“Crypto” – or “crypto-currencies” – is a type of software system that provides users with the function of the Internet. The most important feature of the system is theirs decentralized nature – usually provided by blockchain database system.
Blockchain and cryptocurrencies have recently become key elements of the global zeitgeist; usually as a result of a stormy rise in the “price” of Bitcoin. This has led to millions of people entering the market, and many “Bitcoin exchanges” have come under great infrastructural stress as demand has grown.
The most important thing to understand about crypto is that even though it actually serves one purpose (cross-border transactions over the Internet), it does not provide any other financial benefit. In other words, its “intrinsic value” is strictly limited by its ability to deal with other people; NOT in maintaining / spreading value (as many people see it).
The most important thing you need to understand is Bitcoin and things like that payment networks – NOT “currencies”. It will be covered more deeply in a second; The most important thing to understand is that “getting rich” with BTC does not give people a better economic position – it is simply a process of buying “coins” at a lower price and selling them at a higher price.
For this purpose, when looking at “crypto”, you must first understand how it actually works and where its “value” is …
Decentralized Payment Networks …
As mentioned, the main thing to keep in mind about Crypto is that it is basically a decentralized payment network. Consider Visa / Mastercard without a central processing system.

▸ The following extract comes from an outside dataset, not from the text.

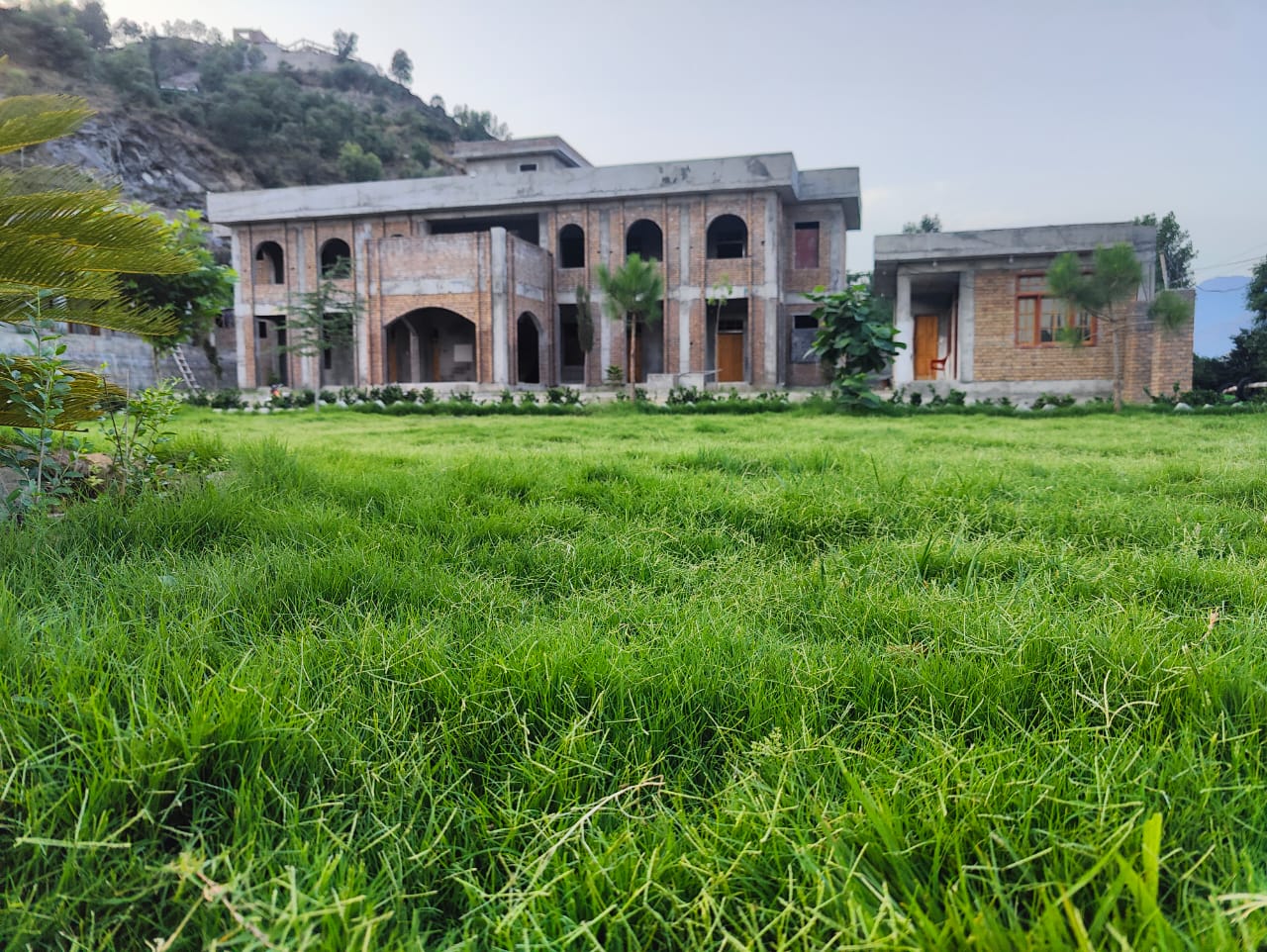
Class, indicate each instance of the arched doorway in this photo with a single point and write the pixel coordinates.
(431, 345)
(645, 239)
(528, 336)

This is important because it highlights the real reason why people are really starting to explore the Bitcoin offer more deeply; it allows you to send / receive money from anywhere in the world, as long as they have the address of your Bitcoin wallet.
The reason for attributing this to various “coins” is the misconception that Bitcoin will allow you to make money as a “crypto” asset. It won’t happen.
The ONLY The reason people make money with Bitcoin is because of the “rise” in its price – by buying “coins” at a lower price and selling them at a higher price. While it worked well for many people, it was actually based on a “bigger stupid theory” – essentially saying that if you could “sell” the coins, it would be “more stupid” than you.
This means that if you want to deal with the “crypto” space today, you can mostly buy cheap (or cheap) “coins” (even “bottom” coins) and the price goes up until you sell them later. None of the “coins” are backed by real-world assets, and there is no way to predict when / if / how it will work.
Bitcoin is a force expended for all purposes and purposes.
The epic rally in December 2017 showed mass adoption, and while its price is likely to continue to rise to the $ 20,000 + range, buying one of the coins today will be a big gamble that will largely happen.
Smart money already has a relatively low price, but looks at the majority of “bottom” coins (Ethereum / Ripple, etc.), which are constantly increasing in price and acceptance. The main thing to consider in the modern “crypto” space is the actual use of different “platform” systems.
This is a rapidly evolving “technology” space; Ethereum and Ripple look like the next Bitcoin – focusing on a way they can provide users with the ability to use “decentralized applications” (DApps) on their main networks to gain functionality. work.
This means that if you look at the next level of crypto growth, it will almost certainly come from different platforms that you can identify there.